Apparently this happens to pretty much everyone who works in an eyeglass lab like that for more than a few months. It was cool in a REALLY weird way.
</hijack>

I hope it’s ok that I posted this, don’t want to steal your fire. :smiley:

But you didn’t explain what this thread is exploring - how did it feel pulling it out? Was it creepy and cool at the same time?

It feels better putting things in than pulling them out. :stuck_out_tongue:

Uh-oh, Hypergirl’s here… that means we have to talk about sex now.

I don’t know about hypergirl, but it’s much better putting things in an out repeatedly - except stithes :stuck_out_tongue:

I gashed my index finger wide open while cleaning a very good kitchen knife (razor sharp!). Got 7 stitches. When it was healed, rather than pay another $25 for an office visit, I got out my little nose-hair scissors and my tweezers and removed them myself. It was gross and cool at the same time. I think it’s the sensation of having feeling in a part of your body that rarely, if ever, has anything to stimulate the nerves.

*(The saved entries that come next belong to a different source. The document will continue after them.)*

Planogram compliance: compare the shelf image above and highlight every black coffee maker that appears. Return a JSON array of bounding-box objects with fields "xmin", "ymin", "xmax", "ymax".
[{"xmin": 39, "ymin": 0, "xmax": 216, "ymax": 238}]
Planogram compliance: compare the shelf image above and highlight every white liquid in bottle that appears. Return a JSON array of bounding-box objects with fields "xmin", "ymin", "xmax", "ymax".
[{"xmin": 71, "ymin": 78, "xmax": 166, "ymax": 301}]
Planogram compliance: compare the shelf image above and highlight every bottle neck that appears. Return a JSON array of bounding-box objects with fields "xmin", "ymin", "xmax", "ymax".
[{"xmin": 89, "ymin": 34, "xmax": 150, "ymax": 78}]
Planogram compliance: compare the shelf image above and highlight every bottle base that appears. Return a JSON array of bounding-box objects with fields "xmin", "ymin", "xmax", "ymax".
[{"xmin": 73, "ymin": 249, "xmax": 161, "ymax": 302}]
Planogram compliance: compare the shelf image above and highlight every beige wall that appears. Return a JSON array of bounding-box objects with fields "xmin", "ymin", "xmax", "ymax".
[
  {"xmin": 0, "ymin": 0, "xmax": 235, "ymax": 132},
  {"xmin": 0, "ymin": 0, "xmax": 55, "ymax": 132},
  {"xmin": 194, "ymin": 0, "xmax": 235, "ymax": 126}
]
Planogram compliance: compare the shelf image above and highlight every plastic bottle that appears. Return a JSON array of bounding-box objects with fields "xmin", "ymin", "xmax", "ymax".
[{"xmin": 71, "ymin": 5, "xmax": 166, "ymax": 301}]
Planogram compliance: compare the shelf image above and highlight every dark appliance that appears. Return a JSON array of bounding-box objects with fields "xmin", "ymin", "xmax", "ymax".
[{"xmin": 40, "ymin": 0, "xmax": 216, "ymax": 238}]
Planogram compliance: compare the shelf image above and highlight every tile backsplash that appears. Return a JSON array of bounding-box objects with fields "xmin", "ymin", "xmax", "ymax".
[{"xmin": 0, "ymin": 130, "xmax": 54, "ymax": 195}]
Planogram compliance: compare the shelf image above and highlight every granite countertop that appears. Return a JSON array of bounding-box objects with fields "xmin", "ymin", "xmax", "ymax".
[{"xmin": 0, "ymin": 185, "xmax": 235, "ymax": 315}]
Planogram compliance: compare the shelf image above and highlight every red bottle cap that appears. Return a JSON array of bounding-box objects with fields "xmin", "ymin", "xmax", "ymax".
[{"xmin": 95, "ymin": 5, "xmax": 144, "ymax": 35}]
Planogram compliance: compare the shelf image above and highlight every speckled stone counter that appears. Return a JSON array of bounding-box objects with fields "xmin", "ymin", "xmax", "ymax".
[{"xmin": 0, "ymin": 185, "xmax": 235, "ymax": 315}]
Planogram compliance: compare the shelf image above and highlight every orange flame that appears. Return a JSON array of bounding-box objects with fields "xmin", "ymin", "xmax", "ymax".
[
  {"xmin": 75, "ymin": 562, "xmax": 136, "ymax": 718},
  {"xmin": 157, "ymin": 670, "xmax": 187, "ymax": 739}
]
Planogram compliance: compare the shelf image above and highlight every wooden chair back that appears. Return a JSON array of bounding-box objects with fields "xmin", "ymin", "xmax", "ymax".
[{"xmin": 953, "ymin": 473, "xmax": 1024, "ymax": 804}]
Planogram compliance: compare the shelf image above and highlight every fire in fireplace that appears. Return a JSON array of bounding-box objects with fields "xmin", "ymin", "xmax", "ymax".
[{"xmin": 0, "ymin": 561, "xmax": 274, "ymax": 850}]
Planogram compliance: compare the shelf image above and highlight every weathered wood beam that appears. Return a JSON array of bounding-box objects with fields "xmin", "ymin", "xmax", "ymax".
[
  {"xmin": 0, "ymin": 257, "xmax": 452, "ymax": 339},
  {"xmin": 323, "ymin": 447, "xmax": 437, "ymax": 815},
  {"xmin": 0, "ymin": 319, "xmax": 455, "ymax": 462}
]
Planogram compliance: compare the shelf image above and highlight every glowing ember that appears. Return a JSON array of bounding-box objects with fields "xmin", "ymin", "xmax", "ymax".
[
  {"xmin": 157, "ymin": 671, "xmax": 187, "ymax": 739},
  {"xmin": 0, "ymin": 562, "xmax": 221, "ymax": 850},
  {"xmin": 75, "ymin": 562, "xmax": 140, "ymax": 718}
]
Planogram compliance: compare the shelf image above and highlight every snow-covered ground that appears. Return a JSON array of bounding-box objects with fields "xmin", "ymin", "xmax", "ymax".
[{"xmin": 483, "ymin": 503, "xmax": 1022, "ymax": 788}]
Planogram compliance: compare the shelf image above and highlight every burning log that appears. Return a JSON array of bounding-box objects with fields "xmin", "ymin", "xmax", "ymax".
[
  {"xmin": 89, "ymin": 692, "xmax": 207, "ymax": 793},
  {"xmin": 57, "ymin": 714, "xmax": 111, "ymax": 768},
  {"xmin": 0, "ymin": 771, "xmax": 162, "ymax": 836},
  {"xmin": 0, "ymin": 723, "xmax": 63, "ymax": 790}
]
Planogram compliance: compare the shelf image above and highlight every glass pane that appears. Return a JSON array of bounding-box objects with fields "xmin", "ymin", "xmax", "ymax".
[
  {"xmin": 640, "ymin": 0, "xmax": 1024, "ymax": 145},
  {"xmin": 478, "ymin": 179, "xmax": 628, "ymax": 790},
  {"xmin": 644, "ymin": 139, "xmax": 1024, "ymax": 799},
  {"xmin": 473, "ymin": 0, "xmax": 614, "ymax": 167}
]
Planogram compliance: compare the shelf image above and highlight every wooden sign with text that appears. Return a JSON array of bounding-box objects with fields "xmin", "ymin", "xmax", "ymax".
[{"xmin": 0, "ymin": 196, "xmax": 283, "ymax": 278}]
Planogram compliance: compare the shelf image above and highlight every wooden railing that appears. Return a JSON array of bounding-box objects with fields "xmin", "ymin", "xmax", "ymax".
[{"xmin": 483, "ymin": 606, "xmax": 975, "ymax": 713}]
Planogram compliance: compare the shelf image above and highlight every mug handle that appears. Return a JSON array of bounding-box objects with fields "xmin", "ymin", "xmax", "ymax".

That reminds me of something yucky and cool all at the same time- when I had my back surgery, I had donated 5 pints of my own blood to use. They only used 4 during the procedure, and they gave me the rest pack via “reverse IV” (my term). It was cold and I could feel it running back into my arm. WAY weird.

Zette

Diane, glad you’re doing OK :slight_smile:

Well, I have had stitches on 2 occasions, the first set was when I was 9 or 10, the second set was a year ago.
[slight hijack]I was using a razor blade as a scraper, it slipped and embedded itself in my hand, in that really meaty part just between my index finger and thumb. I bled like a stuck pig, but it didnt hurt. On the job injury, so I went to the hospital, the doctor poked at it, streched it, pulled at it, all without novacaine. Then he got out the sewing kit and novacaine, and told me to lie down, I didnt want to so I said no. He gave me a funny look, and started to sew it up, I watched the whole thing, it was quite interesting, and next time I wont even need to go to the doctor. [/slight hijack]

BTW, I took the stiches out myself, felt almost refreshing, like a cool breeze on my hand. Oh and they came out a week early because they were itching like mad, and driving me nucking futz.

Oooh, I know that feeling. I had a bad infection earlier this year and had to do IV antibiotics at home, so the health people installed a really thin tube into one of my veins that ran from my elbow up to my shoulder. I had to keep the IV solution cold, so I could feel a little chill right on the point of my shoulder as it came out of the end of the tube. Way weird indeed.

Not to spoil the funfest, but Diane, you may want to call your doctor and make sure they intended to remove all the stiches.

I’m led to understand that in some surgeries, they leave a self-dissolving subcutaneous stich or two. I’m worried that you may inadvertantly have removed something like this.

I’m no doc, and I’m probably wrong, but I’d hate for there to be complications if you didn’t check.

But at least you got the secret microchip that the doctor left on the end of the thread under your skin - will these aliens (or are they Government agents) stop at nothing?

After I finished giving blood for the first time, I asked the nurse if I could please hold the bag for a moment. It had occured to me that I had no idea what a plastic bag full of human blood might feel like, and I might not get another chance to find out.

From the look on the nurse’s face, you’d have thought I’d asked her to hang on to my shoe while I gnawed my own foot off, but she handed me the bag. It was really cool. It was much heavier than I expected, and it hadn’t occured to me that it would actually be warm. It took me a second to think “Duh, it’s your blood. It was just in your heart and your arm and of course it’s going to be warm.”

That thought was just yucky enough to weird me out. I damn near dropped the bag of blood. I still give blood, but I don’t fondle the finished product anymore.

Do an inventory. The last time I did that with a shirt I was wearing, a button fell off.